This is how Transport for London's proposed Suburban Metro would look. A sea of Overground orange would sweep the capital's creaking lines if TfL assumed control over the services as mooted on 21 January. Under the plans, which would start to be rolled out from 2017, it would manage Great Northern, Southern, Southeastern, South West Trains and Thameslink services.
The changes would bring in "more frequent services, more reliable trains, better interchanges and increased capacity", TfL said, while benefiting commuter using services from Cannon Street, Charing Cross, Moorgate, London Bridge, Victoria and Waterloo. The newly created "London Suburban Metro" service would borrow the principles of the London Overground service, a TfL spokeswoman said, with the potential for more than 80% of stations to have a train every 15 minutes, up from 67% today. More regular services would also run via Clapham Junction, south-east London and Kent.
Mayor of London Boris Johnson said in a statement: "Our railways have been the workhorse of the London and south-east economy since Victorian times. They're key in the day-to-day lives of millions of people and vital to our future prosperity, and that's exactly why this new partnership is such a seminal moment. By working closely together and taking on these new services, we're going to emulate the success of the London Overground and give the entire capital and surrounding areas the services they truly deserve."

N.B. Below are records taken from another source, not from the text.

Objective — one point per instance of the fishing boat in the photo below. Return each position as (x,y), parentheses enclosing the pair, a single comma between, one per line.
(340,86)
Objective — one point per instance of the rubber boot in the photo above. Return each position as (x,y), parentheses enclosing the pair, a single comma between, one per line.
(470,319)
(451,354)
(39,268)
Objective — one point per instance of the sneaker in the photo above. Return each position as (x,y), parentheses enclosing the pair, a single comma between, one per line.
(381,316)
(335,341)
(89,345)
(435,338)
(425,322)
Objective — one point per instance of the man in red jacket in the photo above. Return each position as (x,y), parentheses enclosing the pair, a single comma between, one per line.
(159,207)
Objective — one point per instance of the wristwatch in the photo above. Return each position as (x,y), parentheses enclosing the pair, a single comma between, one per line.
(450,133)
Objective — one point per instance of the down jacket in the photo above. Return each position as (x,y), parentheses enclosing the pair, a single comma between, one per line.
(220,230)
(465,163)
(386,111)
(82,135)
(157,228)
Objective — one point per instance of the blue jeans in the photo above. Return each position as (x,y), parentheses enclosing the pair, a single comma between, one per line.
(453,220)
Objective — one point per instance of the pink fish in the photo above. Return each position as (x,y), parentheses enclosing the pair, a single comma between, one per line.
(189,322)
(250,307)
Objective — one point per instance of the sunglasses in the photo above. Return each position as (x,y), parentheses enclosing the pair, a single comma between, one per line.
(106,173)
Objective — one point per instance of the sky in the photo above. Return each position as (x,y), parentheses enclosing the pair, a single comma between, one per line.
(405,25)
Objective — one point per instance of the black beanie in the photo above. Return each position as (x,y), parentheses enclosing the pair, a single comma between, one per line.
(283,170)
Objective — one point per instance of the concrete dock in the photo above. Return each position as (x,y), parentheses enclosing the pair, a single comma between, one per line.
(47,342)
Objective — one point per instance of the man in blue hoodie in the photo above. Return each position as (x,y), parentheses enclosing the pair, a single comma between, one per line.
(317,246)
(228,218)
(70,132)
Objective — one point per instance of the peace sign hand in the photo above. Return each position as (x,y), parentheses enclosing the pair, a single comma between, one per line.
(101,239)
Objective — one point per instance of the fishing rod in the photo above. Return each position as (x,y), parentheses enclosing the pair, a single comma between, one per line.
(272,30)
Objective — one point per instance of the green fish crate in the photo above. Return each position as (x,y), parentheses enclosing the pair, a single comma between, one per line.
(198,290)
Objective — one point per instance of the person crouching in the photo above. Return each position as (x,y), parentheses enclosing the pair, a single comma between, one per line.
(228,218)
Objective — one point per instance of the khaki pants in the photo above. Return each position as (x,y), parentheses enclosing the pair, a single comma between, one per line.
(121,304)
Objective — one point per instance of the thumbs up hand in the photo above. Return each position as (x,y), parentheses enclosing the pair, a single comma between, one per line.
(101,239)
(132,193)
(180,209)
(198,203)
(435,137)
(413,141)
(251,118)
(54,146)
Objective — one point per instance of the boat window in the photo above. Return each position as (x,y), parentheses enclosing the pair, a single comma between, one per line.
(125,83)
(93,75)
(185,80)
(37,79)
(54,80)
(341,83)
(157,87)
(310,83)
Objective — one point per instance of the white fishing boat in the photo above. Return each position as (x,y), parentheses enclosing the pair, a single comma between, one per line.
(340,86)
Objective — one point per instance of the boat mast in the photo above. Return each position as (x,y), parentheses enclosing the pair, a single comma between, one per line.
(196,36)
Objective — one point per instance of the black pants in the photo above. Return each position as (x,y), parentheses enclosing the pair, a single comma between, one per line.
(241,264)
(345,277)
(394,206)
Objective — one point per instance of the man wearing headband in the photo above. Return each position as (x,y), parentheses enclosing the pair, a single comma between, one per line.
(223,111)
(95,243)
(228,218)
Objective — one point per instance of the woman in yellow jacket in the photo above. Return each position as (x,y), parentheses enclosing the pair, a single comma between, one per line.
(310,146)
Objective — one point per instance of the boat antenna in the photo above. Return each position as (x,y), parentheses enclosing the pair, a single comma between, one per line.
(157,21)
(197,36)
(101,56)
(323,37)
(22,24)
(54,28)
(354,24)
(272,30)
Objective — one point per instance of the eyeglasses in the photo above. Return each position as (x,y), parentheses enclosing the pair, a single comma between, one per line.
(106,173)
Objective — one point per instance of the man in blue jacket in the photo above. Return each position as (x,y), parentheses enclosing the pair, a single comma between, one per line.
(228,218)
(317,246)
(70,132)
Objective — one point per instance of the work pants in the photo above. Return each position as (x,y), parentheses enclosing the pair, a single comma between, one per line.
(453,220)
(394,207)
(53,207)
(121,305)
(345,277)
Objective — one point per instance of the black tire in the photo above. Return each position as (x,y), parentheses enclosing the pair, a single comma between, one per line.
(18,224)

While commuters might rejoice at the prospect of the lines coming under one roof, Richard East, of the Institution of Mechanical Engineers, warned they faced short-term pain. "The extent of the proposed transfer depends on which lines move from existing train operators to TfL," East said. "This could result in a major focus on train performance by TfL, resulting in increased reliability. There is also a possibility of new trains being introduced to meet forecast demand.

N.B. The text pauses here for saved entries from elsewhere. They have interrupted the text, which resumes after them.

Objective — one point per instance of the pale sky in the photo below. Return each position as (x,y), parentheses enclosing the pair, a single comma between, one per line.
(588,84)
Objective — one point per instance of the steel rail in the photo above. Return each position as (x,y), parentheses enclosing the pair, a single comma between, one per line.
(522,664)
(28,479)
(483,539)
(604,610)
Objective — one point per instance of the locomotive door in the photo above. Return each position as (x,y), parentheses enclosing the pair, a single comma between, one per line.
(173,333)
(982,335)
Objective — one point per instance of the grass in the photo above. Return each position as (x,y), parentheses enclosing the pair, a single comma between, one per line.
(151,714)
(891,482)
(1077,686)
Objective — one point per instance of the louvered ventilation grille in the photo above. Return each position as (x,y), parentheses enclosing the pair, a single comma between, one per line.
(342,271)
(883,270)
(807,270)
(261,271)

"TfL would need to ensure that passenger needs are achieved for these suburban lines – this includes increased capacity by removing seats. Greater focus would need to be placed on specific requirements, including a more frequent supply of trains. There could be an option to include seamless travel across various transport modes. This could cause disruption for passengers in the interim but could prove fruitful long-term. Thorough research is needed to ensure that all risks and interruption to passenger journeys are minimised."